SQuAD, Stanford's Ambition in Natural Language Processing

True heroes, famous in Shaolin Temple Martial Arts Congress; good algorithm to verify public data in Stanford.

A fair and influential platform in the martial arts novels can make the big man come to the fore. Scientific research is also a good public data set can make a good algorithm come to the fore, and at the same time make those who rely on blown algorithm be ruined. This article will describe in detail the SQuad, the most important data set of the natural language processing industry so far this year.

1. What is SQuAD?

SQuAD is a data set released by Stanford University in 2016. A reading comprehension data set, given an article, prepares the corresponding questions and requires the algorithm to give answers to the questions. All articles in this dataset are selected from Wikipedia, and the amount of datasets is several-tenths of that of other datasets such as WikiQA. There were a total of 107,785 issues and an accompanying 536 articles. The contributors to the data set are Stanford Percy Liang et al., who is an all-round talent in the natural language processing community and has significant contributions in many fields such as Semantic Parsing, QA, and Optimization.

The current public dataset comparison is as follows: MCTest, Algebra and Science are the three publicly available reading comprehension datasets. We can see that Squad far exceeds these three datasets in number, which makes it possible to train on this dataset. Large-scale complex algorithms become possible. At the same time, Squad also far exceeds the number of famous Q&A datasets, WikiQA and TrecQA. While CNN Mail and CBT are large, both datasets are datasets for guessing words, and are not really question and answer.

2. Catch up with ImageNet and force automatic question and answer

This dataset article demonstrates Stanford's ambition to be a natural language processor for ImageNet. He is likely to become the most popular dataset in natural language academia for at least one year in the future. The model's good results on this data set can make a lot of points for its own articles, and the chances of being accepted at the top are greatly increased. If readers want to summit, and there is no clear direction for research at the moment, then it is a good way to brush this data set.

At the same time, this data set will also contribute to the industry. The reason is that it will contribute to the industry because the research atmosphere of natural language processing is worse than the image, the task is more, and there is no industry rule that attaches code in the paper, resulting in a lot of work cannot be reproduced, and even some people Will not even do experiments, directly fill in figures and tables to create an article. This dataset learns Imagenet and doesn't give test sets, so you can't cheat, hand over the code, I'll give you a run, and then evaluate the level of the test set, so that everyone is fair, and no one will brag. , who do not cheat. This type of environment is conducive to the emergence of truly significant contributions. For example, the Residual Network swept the image field last year. In a fair environment, it was presented to the world with much better results than other competitors. SQuAD, on the other hand, is Stanford's natural language processing. It intends to build a test set similar to "ImageNet". Scores are displayed on the leaderboard in real time.

This gives this dataset the following advantages:

Tested a really good algorithm. Especially for the industrial world, this dataset is very worthy of attention, because he can tell everyone now how each algorithm ranks on the task of “reading comprehension” or “auto answering”. We can just look at the score ranking to know which algorithm in the world is the best. We will no longer doubt whether the author has done something wrong or it is wrong.

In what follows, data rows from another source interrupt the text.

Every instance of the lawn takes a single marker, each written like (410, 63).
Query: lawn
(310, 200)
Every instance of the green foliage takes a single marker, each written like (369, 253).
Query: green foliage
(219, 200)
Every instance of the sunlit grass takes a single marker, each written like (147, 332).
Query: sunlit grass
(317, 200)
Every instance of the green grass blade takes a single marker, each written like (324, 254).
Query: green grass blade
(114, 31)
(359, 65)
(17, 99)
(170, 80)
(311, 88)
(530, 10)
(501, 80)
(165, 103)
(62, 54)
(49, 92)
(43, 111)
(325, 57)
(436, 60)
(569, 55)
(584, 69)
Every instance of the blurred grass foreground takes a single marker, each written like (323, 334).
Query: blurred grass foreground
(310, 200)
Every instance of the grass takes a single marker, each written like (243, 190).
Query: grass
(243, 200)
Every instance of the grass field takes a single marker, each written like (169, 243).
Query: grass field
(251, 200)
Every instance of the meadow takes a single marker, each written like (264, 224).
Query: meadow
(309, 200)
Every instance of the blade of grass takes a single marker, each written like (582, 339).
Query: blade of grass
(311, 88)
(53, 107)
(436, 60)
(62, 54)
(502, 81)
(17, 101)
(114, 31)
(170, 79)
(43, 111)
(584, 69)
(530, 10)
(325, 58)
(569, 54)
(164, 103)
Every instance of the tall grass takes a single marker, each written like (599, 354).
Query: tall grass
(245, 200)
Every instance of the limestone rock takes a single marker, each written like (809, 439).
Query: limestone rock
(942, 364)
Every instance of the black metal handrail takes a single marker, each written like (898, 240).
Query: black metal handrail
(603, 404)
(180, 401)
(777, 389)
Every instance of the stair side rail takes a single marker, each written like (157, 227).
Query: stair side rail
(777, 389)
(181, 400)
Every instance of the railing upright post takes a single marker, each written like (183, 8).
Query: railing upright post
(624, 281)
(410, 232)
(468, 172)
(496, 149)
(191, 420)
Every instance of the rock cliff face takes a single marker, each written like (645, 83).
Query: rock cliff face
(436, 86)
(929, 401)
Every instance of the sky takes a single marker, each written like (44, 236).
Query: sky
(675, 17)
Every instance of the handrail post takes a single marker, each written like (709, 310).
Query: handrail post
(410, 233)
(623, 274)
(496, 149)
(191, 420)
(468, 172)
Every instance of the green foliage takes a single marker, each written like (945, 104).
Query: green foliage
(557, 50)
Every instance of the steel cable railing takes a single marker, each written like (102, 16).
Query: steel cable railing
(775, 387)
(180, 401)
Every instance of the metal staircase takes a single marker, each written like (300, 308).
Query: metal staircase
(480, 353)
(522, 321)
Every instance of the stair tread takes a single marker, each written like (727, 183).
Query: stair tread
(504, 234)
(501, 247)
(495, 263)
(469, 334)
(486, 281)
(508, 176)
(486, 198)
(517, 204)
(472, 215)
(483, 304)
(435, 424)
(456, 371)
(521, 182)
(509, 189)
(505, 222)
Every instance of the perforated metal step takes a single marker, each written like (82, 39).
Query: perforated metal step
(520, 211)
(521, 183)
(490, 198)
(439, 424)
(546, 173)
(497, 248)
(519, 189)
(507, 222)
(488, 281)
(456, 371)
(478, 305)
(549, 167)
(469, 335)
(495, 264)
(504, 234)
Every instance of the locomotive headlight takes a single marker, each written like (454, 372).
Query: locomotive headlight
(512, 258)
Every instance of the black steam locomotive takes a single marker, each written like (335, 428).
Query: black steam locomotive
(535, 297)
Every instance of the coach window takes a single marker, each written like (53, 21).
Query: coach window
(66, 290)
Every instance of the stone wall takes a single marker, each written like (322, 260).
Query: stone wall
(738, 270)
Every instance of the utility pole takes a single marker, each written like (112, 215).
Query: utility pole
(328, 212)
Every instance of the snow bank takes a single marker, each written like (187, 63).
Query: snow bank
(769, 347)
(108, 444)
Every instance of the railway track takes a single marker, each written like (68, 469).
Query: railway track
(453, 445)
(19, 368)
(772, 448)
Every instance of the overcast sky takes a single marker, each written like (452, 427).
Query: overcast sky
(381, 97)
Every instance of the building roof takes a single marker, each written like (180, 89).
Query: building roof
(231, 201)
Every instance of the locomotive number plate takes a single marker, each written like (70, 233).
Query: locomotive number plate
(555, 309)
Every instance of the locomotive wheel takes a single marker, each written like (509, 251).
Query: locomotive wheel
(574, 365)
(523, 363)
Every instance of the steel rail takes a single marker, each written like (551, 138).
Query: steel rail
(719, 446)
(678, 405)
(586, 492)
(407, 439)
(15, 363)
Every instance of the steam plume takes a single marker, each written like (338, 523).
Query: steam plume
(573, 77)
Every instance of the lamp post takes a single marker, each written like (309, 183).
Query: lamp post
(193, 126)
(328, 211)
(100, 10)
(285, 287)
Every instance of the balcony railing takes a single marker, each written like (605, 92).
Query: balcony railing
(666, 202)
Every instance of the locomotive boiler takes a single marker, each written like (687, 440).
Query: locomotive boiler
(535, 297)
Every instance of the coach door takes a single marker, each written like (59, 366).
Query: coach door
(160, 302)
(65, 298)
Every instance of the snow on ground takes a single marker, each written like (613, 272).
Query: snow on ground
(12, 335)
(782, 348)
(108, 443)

Provide a large-scale data set for reading comprehension. Because the previous reading comprehension data set is too small or very simple, an ordinary deep learning algorithm can be used to brush to 90%, so it does not reflect the pros and cons of different algorithms.

Even if SQuAD doesn't have as much influence as ImageNet, it will definitely have a far-reaching impact on the QA area in the next few years, and it will be a battleground for major giants in the area of ​​automated question and answer. IBM has already started).

3. How to build SQuad dataset?

Next, let's detail the construction of this data set (this data set has been included in the EMNLP2016 conference at https://arxiv.org/pdf/1606.05250.pdf). Let's take a look at the beautiful interface of this data set.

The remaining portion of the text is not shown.